It was like any other night. I was laying in bed at my parents’ house over spring break, while Snapchatting my friends. I operated my fingers through my freshly-washed hair, and described a circle with my finger around the weird textured spot I had been feeling for the past couple of weeks.
Normally, I thought nothing of this odd-feeling place because I would touch it post-workout, when my hair was in a tight, sweaty ponytail. However, this time, I chose I wanted to see what the spot looked like for myself. I pointed the camera at the place and took a picture.
When I looked at it, I was immediately horrified. What the f* ck? I blurted out as I gazed at the picture. There was a bald place on my head, and it was as big as a 50 -cent coin.
Not knowing what to do, I Snapchatted the picture to my closest friends with the message, Happy spring breach from me and my bald spot. Still in shock, I strolled to my bathroom mirror and lifted up my hair to uncover my newly discovered, hairless patch.
As a self-diagnosed hypochondriac, my head was in its usual nation of health nervousnes. I went downstairs and calmly said to my mommy, Hey, I have a bald place on my head. My mom, who is used to my self-diagnosing, rolled her eyes and asked me to prove her.
I lifted up my hair. She immediately sent a picture to our neighbor a dermatologist who ironically enough specializes in hair loss and asked him to stimulate yet another home bellow. My mothers tried to soothe me down as I constantly asked them if I was going to die.
Everything on Google was telling me that I would lose all my hair within the next few weeks, and that I should start wig shopping. My neighbour came over and told me I either had a cyst or bump on my head, which caused my hair to fall out. If it wasn’t that, I had a mild occurrence of alopecia areata, which is an autoimmune disease in which your body attacks your hair follicles.
I exclaimed for days and obsessed over the place. It has now been almost two months since I have discovered it.
Turns out, I’ve grows quite fond of the smooth, bald patch that’s hidden by my long, dirty-blonde hair. The experience has surprisingly taught me a lot about myself, and “ve been given” unexpected new insights 😛 TAGEND
1. I wake up thankful every day .
In the grand strategy of things, a bald spot on my head is highly miniscule. I was born into a great household, have never expended a night at the hospital and live in a country where it is safe for a woman to walk down the street alone.
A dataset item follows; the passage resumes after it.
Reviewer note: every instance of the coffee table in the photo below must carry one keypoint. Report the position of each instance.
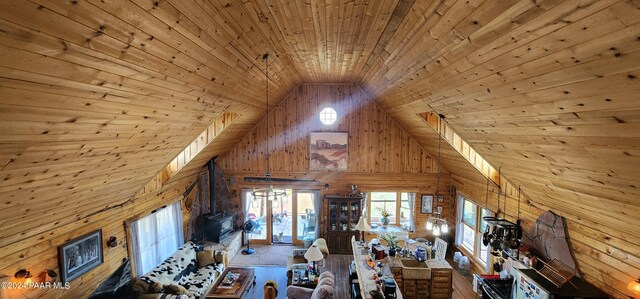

My little bald place has taught me to be grateful, and to enjoy the little things in life that so people may never get the chance to experience. Bad hair day? Hey, at the least I’m not going through chemotherapy and dealing with a life-threatening illness.
2. I realise how often girls talk about their looks.
For the first few weeks after my discovery, I became hypersensitive to anything hair-related. I began to count the times my housemates talked about shampoo, haircuts and their newest decide of highlights.
In no way are my friends vain, but why do girls constantly need to talk about what is going to build them more attractive? I’m all for trying new beauty tricks, but some girls do not appears to shut up about it.
What would have been a dialogue I would normally have contributed to had me rolling my eyes and wondering why nobody wanted to talk about why it was 75 degrees in February.
3. I see how much of an emphasis society puts on women’s hair.
I once heard that a girl’s best accessory is her hair. Yes, hair can be stunning. It can be styled with regard to every personality type.
But best accessory? Really? The sum of advertisements aimed at girls that claim to give them perfect hair is obnoxious.
Sure, everyone wants flawless hair. But I’ve had enough of the ads telling girls they need $20 conditioner to be confident in their appearance. The obsession seems silly, considering we will be grey one day.
4. I learned not to criticizeanother person’s appearance.
Pre-bald spot, I could not understand why anyone would think it was OK to attach hair extensions to his or her head. I frankly thought it was fake and tacky.
Then, I realized that one day, I might need them myself. Why should I care what anyone else does, as long as it stimulates him or her feeling comfy? I learned not to judge others for things I did not do myself.
We all have things we want to change about ourselves: hair-related or otherwise. If it induces person happier, who am I to judge?
5. Nobody is perfect.
Yes, we have all heard the phrase Nobody’s perfect, either in a “Hannah Montana” song or from an elementary school teacher. Everyone has insecurities, but it is up to us to decide how we react to our individual flaws.
Stop comparing yourself to a Victoria’s Secret model. I’m sure she did not wake up with soft waves and a glowing tan. I thank my bald place for reminding me that perfection does not exist, and that it’s OK to go to class with last night’s makeup on.
My bald spot has put my life into perspective in the best route possible. No matter whether I have hair the rest of my life or run bald, I’ll be OK.
It is only hair. In the meantime, I can grow out my hair and donate it to those who are bravely opposing maladies, or to those who were born bald and beautiful.
I do not stress the small stuff, and have learned to surround myself with those who love inner beauty. Seems may not last eternally, but character and gratitude go with you to the grave.